Ho scoperto Daniela su Facebook. I suoi post su Taranto erano diversi da tutti gli altri. Non erano solo di denuncia, si vedeva che erano frutto di uno studio attento e metodico del problema dell’inquinamento nella mia città. Lei non grida mai, ma dice quello che nessuno ha il coraggio di denunciare.

Io, poi, da anni non vivo più a Taranto, città, però, dove vive la mia famiglia. Nel 2011, un mio caro amico è morto, altri si sono ammalati e anche la mia famiglia ha cominciato a lottare contro tumori e malattie gravi. Non poteva essere un caso. Volevo fare qualcosa, proprio come Daniela Spera. E visto che scrivo romanzi d’inchiesta, questa volta l’inchiesta è partita dalla mia vita, dalla mia città.

Su Taranto è calato nuovamente il silenzio, ritieni che Veleno possa tornare a smuovere un po’ le coscienze?

Mi piacerebbe che Veleno fosse letto a Taranto perché racconta una battaglia ambientalista diversa da quelle più conosciute o raccontate da giornali e televisioni, che appunto passata l’emergenza hanno dimenticato il caso-Ilva. Ma mi piacerebbe soprattutto che Veleno fosse letto dai non-tarantini.

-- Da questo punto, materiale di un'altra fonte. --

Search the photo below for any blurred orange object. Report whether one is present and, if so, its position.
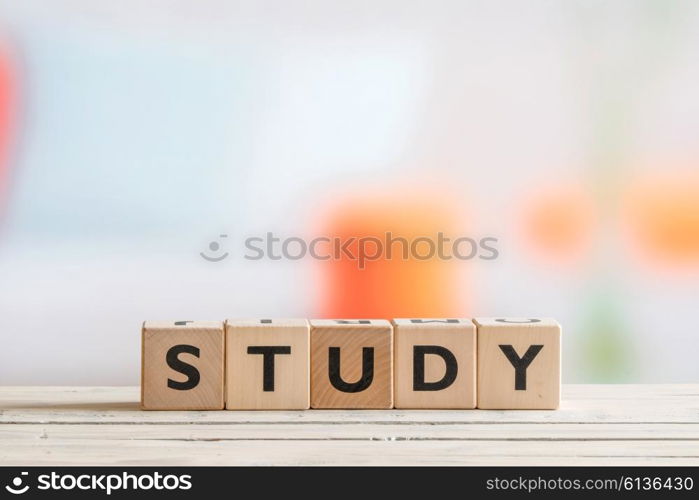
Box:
[0,45,16,215]
[625,171,699,266]
[522,185,596,261]
[318,189,467,318]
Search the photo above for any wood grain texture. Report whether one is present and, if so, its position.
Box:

È importante che la presa di coscienza sia collettiva su quello che sta accadendo a Taranto, che io considero l’avamposto d’Italia. La formula del romanzo, poi, spero che porti questo libro più lontano di un dossier giornalistico. Anche chi non sa niente dell’Ilva può leggere Veleno e appassionarsi alla trama. I dati scientifici e l’inchiesta giornalistica così potranno essere assimilati in maniera piacevole. Oggi giorno c’è così poco tempo per leggere e informarsi… se lo si può fare in maniera “soft”, magari pesa meno e coinvolge di più.

Sull’Ilva hanno già scritto in forma narrativa Cosimo Argentina (Vicolo dell’acciaio) e Daniele Di Maglie (L’altoforno), in forma saggistica Fulvio Colucci e Giuse Alemanno (Invisibili) e Tonio Attino (Generazione Ilva): non hai temuto che il mercato editoriale fosse saturo?

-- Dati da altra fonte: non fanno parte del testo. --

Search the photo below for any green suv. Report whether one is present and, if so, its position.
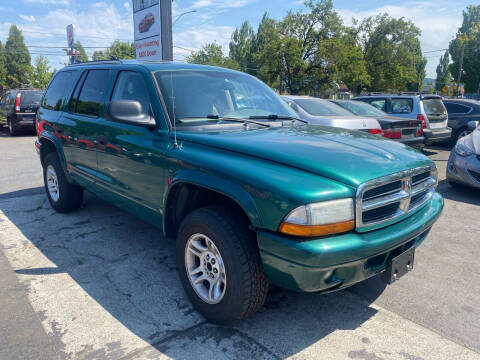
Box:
[36,61,443,324]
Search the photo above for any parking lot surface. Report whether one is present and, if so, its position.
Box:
[0,135,480,360]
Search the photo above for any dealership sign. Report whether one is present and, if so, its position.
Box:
[133,0,163,60]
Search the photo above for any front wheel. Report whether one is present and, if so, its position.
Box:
[43,152,83,213]
[176,206,268,325]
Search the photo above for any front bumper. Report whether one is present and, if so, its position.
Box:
[447,149,480,189]
[257,193,443,292]
[423,127,452,144]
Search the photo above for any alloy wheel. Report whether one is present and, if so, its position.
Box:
[185,234,227,304]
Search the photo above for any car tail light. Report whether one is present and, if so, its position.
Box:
[368,129,383,135]
[415,126,423,137]
[15,93,22,112]
[383,128,402,139]
[417,114,427,129]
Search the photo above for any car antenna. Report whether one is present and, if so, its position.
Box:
[170,71,178,149]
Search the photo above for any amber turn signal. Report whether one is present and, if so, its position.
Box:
[278,220,355,237]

Veleno è un “romanzo civile”. Ha l’ossatura di un reportage giornalistico e la forma e il ritmo di un romanzo. In America lo chiamerebbero “non-fiction”. In Italia questa forma narrativa non è molto diffusa. E per questo ringrazio Sperling & Kupfer che ha avuto il coraggio e l’entusiasmo di pubblicarlo. Vicolo dell’acciaio è un romanzo puro. Il libro di Colucci è inchiesta. Il lavoro di Attino è un racconto tutto in chiave personale. Veleno non arriva in un mercato saturo, io credo che Veleno sia tutt’altro rispetto a questi titoli.

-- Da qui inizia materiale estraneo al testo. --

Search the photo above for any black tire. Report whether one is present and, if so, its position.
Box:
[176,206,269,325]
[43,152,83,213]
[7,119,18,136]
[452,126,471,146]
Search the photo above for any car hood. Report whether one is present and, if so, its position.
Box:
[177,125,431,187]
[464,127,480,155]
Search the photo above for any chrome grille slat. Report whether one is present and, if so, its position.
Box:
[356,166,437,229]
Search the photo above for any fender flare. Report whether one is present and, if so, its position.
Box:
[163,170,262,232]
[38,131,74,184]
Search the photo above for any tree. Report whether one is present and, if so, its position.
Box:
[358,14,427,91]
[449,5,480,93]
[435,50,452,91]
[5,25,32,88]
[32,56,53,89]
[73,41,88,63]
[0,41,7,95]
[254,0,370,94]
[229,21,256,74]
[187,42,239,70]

Quale futuro ipotizzi per il capoluogo ionico? Realmente qualcosa sta cambiando come le ultime pagine di Veleno lasciano sperare?

A Taranto sicuramente c’è tanta rabbia e tanta indignazione. E io dico: “Evviva l’indignazione in un Paese che non si emoziona e non si turba più per nulla”. Questa energia si affianca a una presa di coscienza ormai diffusa. Il futuro di Taranto non sarà semplice. Chiudere l’Ilva non sarà facile e richiederà tempo. Io vivo a Napoli, dove l’Italsider di Bagnoli è stata chiusa da 21 anni, ma il sito non è ancora stato bonificato. Interventi del genere hanno bisogno di un supporto: si deve creare un circolo vizioso economico e ambientale. E per farlo ci vorrebbe un governo nazionale e locale solido e onesto, ci vorrebbe lungimiranza imprenditoriale, un po’ di spregiudicatezza e tanta voglia di innovazione. Il futuro, perciò, non lo vedo certo roseo. Però se ci lasciamo guidare dal pessimismo e dalla convinzione che nulla cambierà mai, allora abbiamo perso in partenza e siamo complici di questa strage silenziosa. Il futuro che immagino per Taranto è un futuro che riscopra il passato: il mare, il turismo, la storia. Io immagino un futuro di riscatto.